2. Time out of (skeletal) Joint: The Spineless don’t Protest—Considerations
Ink and pencil on paper + Sculpture* (stoneware and newspaper wood)
In their essay on disabled body-minds and political protest, artist Johanna Hedva asks, ‘How can you throw a brick through a window when you can’t get out of bed?’[5] These ink drawings are microscopic images of tree bark, cartilage, and bone cells with text transfers of considerations on time and the body’s political importance. The accompanying vertebrae ceramic sculptures are as fragile as the human spine, always prone to aching. Within them are cross-sections slices of newspaper-wood made by tightly rolling newspapers from Jan to March 2020, that cover the JNU and Jamia university attacks, the Shaheen Bagh sit-ins, Delhi pogrom, to the start of the pandemic, as a news archive that becomes ‘inaccessible’ and questionable bearers of ‘truth’.
*Ceramic works produced by Rajat Gajjar
3. Time out of (skeletal) Joint: After Manaku
Gold leaf and gouache on wasli paper
Hiraṇyagarbha (golden womb) is the source of the creation of universe or the manifested cosmos in Vedic philosophy and was painted by 18th century Pahari painter, Manaku, as a golden egg in a sea of infinite time. This is a reiteration of that iconic painting.

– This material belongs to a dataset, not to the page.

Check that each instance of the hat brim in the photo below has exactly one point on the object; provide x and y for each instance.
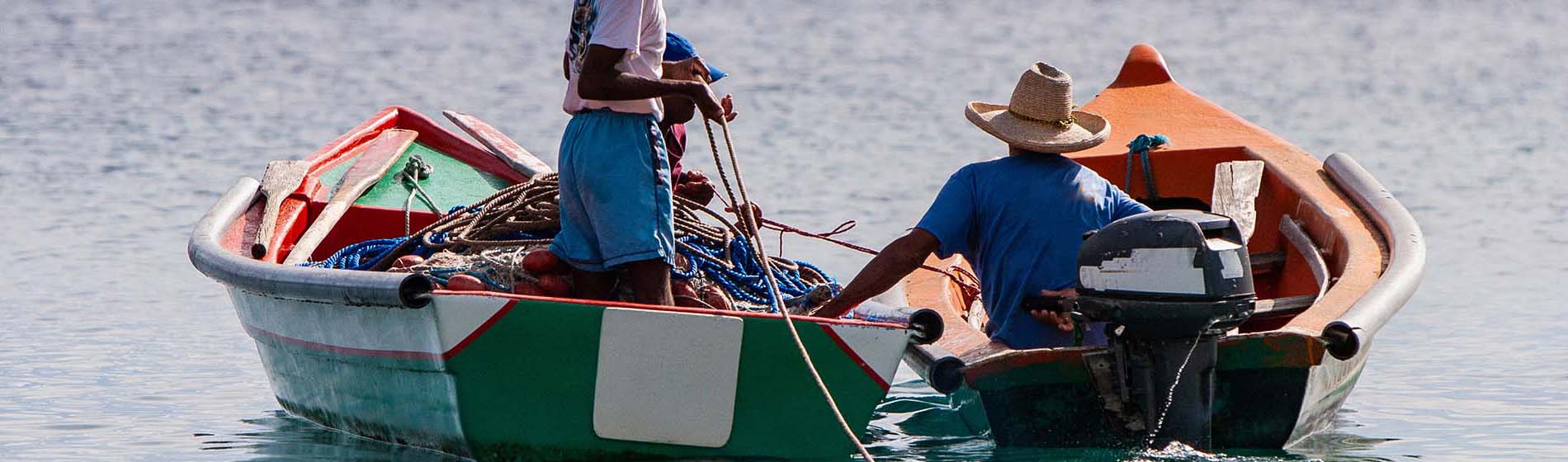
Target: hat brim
(1038, 135)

4. Notes and patterns on jumping/losing time
Silver leaf on aluminum foil patina
The back and forth movement of the crochet needle like that of crip+queer time finds instruction in the handwritten pencil text. The crocheted pieces signifying the comfort of a sweater or quilt are pierced with syringe needles that are as common and necessary for survival as the pill strips decoratively gilt in silver leaf. The angle of the needles work as sundials for the time of day that the various tablets must be taken.

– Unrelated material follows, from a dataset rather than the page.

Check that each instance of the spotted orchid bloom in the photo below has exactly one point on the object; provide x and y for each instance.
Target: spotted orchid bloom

5. Disabled Dictionary अस्त–व्यस्त
Polymer and inkjet print on paper
There are 10 words in Hindi and English related to the disabled experience in both sets of अस्त– (ast) and –व्यस्त (vyast), grouped by their phonetic sounds. Group अस्त– is an installation of these sound-words strung together with perforated and stretched polymer resembling osteoporotic bone (अस्थि). Group –व्यस्त, literally meaning, ‘busy,’ signifies the labour going into the multiple exposures of the cyanotypes and the meticulously crocheted copper wire.
6. Sanctuary (Revised)
Cyanotype on fabric
These cyanotype cushions silhouette the body at rest and other paraphernalia. Needles pierce the life-sized body, perhaps causing pain or perhaps providing acupuncture respite. Cushions that once were used for resting now resemble a voodoo-like doll.
7. अस्थिर
Oil, acrylic, and ink on stone
Stones that form in geological time are considered hard and sturdy but are precariously balanced against each other like a precariously balanced disabled life.
8. Shape(s) of time
Emulsion lifts and slides on paper
The photo emulsion lifts from polaroids delicately sit on paper taking organic forms that were previously in a ‘perfect’ square. Overlapping, layering and flowing, creating shapes/images revealing and indicating the passage of time – wrinkling, stretching and folding on itself.